Im dritten Quartal dieses Jahres erhöhte sich das Bruttoinlandsprodukt (BIP) in Deutschland preis-, saison- und kalenderbereinigt nur noch leicht um 0,2 Prozent gegenüber dem Vorquartal, wie das Statistische Bundesamt (Destatis) mitteilt. Dem „Handelsblatt“ zufolge rechneten deutsche Volkswirte mit einem Anstieg von 0,3 Prozent. Im zweiten Quartal 2016 wurde noch ein Plus von 0,4 Prozent und im ersten Vierteljahr von 0,7 Prozent verzeichnet.

Den Angaben der Behörde zufolge ging die Wirtschaftsleistung auf 43,7 Millionen Erwerbstätige im Inland zurück. Damit waren 388.000 Personen oder 0,9 Prozent mehr gegenüber dem Vorjahreszeitraum am Wachstum der deutschen Wirtschaft beteiligt.

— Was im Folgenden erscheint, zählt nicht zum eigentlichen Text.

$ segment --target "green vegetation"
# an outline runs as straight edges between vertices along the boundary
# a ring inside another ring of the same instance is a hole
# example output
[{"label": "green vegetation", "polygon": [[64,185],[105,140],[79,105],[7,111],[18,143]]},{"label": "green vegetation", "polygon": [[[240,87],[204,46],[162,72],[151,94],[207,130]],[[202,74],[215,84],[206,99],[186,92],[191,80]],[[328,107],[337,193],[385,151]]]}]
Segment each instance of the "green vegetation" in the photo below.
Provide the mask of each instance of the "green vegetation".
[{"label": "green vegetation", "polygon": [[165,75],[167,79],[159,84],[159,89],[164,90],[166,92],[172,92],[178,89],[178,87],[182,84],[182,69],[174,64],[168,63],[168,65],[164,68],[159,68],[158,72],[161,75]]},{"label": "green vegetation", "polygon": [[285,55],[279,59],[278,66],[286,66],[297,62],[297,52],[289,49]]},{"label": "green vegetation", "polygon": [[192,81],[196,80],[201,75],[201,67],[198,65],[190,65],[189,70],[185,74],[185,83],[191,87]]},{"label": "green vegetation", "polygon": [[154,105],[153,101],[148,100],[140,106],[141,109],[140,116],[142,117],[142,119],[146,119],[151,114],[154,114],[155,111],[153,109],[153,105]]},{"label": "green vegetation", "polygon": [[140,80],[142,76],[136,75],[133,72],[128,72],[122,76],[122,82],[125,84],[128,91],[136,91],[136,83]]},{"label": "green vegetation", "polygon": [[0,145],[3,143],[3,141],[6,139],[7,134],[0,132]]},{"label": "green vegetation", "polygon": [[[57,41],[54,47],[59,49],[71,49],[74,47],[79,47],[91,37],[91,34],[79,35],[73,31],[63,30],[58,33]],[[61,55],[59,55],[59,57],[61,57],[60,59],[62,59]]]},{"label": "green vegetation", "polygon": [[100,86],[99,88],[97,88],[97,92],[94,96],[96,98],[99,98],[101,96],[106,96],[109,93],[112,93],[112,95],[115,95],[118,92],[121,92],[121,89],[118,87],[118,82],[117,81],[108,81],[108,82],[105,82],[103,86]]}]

Der Aufschwung wurde dabei maßgeblich vom inländischen Konsum getragen, wobei „sowohl die privaten als auch die staatlichen Konsumausgaben“ zwischen Juli und September 2016 weiter zulegten. Wie das Statistische Bundesamt außerdem mitteilt, „wurde in Ausrüstungen etwas weniger und in Bauten etwas mehr investiert als im Vorquartal“. Dagegen gingen die Exporte gegenüber dem zweiten Quartal 2016 „leicht“ zurück, während die Importe „geringfügig“ zulegten.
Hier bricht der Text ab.